Скользящий шаг назад, и конец шеста входит в пах Серой Рубашки. Тем же концом в шею. Есть там такой треугольник Пирогова, где проходят важные нервы и сосуды. А главное, попадать туда легче. Все, заваливается назад. Или умрет или долго не встанет.

Одним прыжком я подскочил к затейнику-извращенцу. Он попытался выставить трость. Я дернул за нее правой рукой, разворачиваясь. А левым локтем на обратном движении ударил в нос. Тот сел на задницу. Расчет на появление крови. Это пугает и позволяет манипулировать.

И расчет оправдался. Кровь залила сюртук. Я выхватил дедовский нож и приставил к его шее.

– Стой, где стоишь, – бросил я парню в розовой рубашке, – иначе глотку перережу.

На всякий случай крикнул, чтоб тот не убежал. А сам грубо дернул за шиворот и протащил Антуана-Толю к Алене, перевернул на живот.

– Лежать, работает ОМОН. Смерть французским оккупантам!

Пока тот смотрел на свою ладонь, наполняющуюся кровью, я перерезал веревку. Мои глаза встретились на секунду с широко открытыми серыми глазами. «Бежим» – сказал я коротко.

Алена прикрылась разорванной рубашкой.

– Слушай сюда, – сказал я розовому, – мы уходим. Увижу погоню, отрежу ему башку и выкину на дорогу. Если понял, кивни.

Картуз наклонился.

– Передай своему шефу, если будет дергаться, то сделаю из его говнюка жилетку и заставлю носить. Привет от красных бригад. У нас длинные руки. Союз меча и орала. Рот фронт!

Проговорив эту ахинею, я схватил за шкирку Антуана, и мы с Аленой нырнули за угол. Пробежав вдоль длинной бревенчатой стены, остановился, но увидел Домну, которая метрах в ста у амбара махала руками. После стометровки, толкнул барчука к телеге. Тот собрался залезать.

– Стоять! Руки на телегу, – я подкрепил указание ударом по почке, – ноги расставил.

Гонки гонками, а правила правилами. Обыскал поверхностно. Нашел кошелек и маленький ножик в чехле. Снял с себя веревку, которая заменяла пояс. Скрутил петлей кисти и другой конец накинул на шею. Антуан усиленно засипел. Я зашел сзади, снял с себя платок и накинул на него, обвязал. Еще и шапку ему нахлобучил на глаза.

– Дернешься – сдохнешь. Быстро все в телегу.

Женщин уговаривать не надо. Домна нахлестывала вожжами кобылу. Та медленно разгонялась. Я побежал рядом. Надо фрика контролировать. Когда скорость подводы стала вровень с моей, я запрыгнул с краю. Жалко гнать лошадку по жаре, да еще с таким грузом. Но что делать?

Через три километра погони не обнаружилось и лошадку пустили шагом. Я слез с телеги и пошел пешком. Аленка тоже. Домна перевязала ее какой-то шалью. Жарко. Я делаю всем знак «тихо» и показываю на пленника, а сам в голос говорю:

– Если и впрямь жилетку из него сделать, не протухнет по жаре? А то подарим командору.

– А чё? Он такое любит, будет на Пасху надевать, – решила подыграть мне Домна, – непременно подарим. Еще и на онучи останется.
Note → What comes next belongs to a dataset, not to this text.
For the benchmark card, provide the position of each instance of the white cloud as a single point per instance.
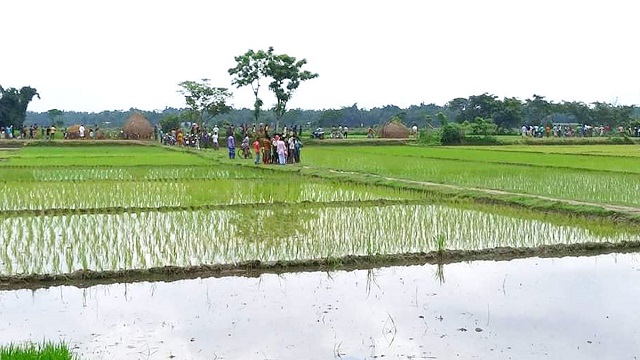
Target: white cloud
(101, 55)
Мешок стал сотрясаться в сиплых рыданиях.

– На черную Пасху. Ты же участвовал в черных мессах? – Я ткнул пленника в бок.

– У-у, вы-вы, ы-ы.

– Вот и будешь дальше участвовать. Правда, не весь.

– Батююю, ы-ы.

Я перерезал веревку на шее:

– Говори, дернешься – убью.

– Я единственный сын. Папенька даст вам денег. Много денег. Зачем вам моя кожа? Продайте меня обратно ему.

– Что, сильно богат папаша?

– Очень! Дома в Москве и Санкт-Петербурге, имения в пяти губерниях, капитал миллионный. В Париже два дома для меня купил.
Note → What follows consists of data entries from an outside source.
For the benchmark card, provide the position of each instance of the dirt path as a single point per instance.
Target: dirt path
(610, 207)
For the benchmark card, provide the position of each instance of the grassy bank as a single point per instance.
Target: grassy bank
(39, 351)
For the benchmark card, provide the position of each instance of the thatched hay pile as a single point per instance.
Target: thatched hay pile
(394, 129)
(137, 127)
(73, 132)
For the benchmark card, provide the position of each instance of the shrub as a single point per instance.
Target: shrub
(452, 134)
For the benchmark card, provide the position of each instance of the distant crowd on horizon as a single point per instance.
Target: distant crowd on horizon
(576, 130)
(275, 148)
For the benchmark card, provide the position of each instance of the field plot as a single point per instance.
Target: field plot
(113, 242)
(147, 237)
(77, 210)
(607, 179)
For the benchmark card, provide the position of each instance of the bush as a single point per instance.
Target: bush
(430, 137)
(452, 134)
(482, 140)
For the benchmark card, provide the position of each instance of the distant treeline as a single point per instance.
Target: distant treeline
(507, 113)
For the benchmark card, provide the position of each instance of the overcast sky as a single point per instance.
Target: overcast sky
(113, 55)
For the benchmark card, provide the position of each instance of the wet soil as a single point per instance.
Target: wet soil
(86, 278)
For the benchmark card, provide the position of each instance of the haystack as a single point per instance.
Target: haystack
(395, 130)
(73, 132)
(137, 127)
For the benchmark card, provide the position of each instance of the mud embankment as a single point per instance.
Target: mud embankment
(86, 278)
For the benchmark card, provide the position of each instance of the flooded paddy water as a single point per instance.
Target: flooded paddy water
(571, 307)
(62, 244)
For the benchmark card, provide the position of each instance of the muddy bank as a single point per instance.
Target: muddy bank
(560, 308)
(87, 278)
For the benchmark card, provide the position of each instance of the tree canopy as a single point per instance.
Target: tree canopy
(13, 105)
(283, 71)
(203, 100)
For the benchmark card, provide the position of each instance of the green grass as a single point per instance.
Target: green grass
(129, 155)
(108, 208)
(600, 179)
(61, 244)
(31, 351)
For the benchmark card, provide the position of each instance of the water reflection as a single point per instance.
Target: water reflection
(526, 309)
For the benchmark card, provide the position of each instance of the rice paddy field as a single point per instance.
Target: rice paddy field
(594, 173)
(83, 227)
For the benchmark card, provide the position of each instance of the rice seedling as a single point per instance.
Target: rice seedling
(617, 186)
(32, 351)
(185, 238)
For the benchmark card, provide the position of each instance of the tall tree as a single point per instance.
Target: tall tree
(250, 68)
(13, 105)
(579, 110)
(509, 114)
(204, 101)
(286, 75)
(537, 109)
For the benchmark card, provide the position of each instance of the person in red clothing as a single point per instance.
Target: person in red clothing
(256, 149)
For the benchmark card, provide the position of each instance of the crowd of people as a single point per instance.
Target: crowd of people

– А что не в Лондоне? Вы же там должны проживать, пока родители русский народ грабят.

– Не могу знать.

– Сейчас тебя высадим, пойдешь домой. Но не думай, что отпустим. Ты присягнул темной стороне.

– Так все присягают! – чуть не плачет он, – кто положения хочет. А как не хотеть?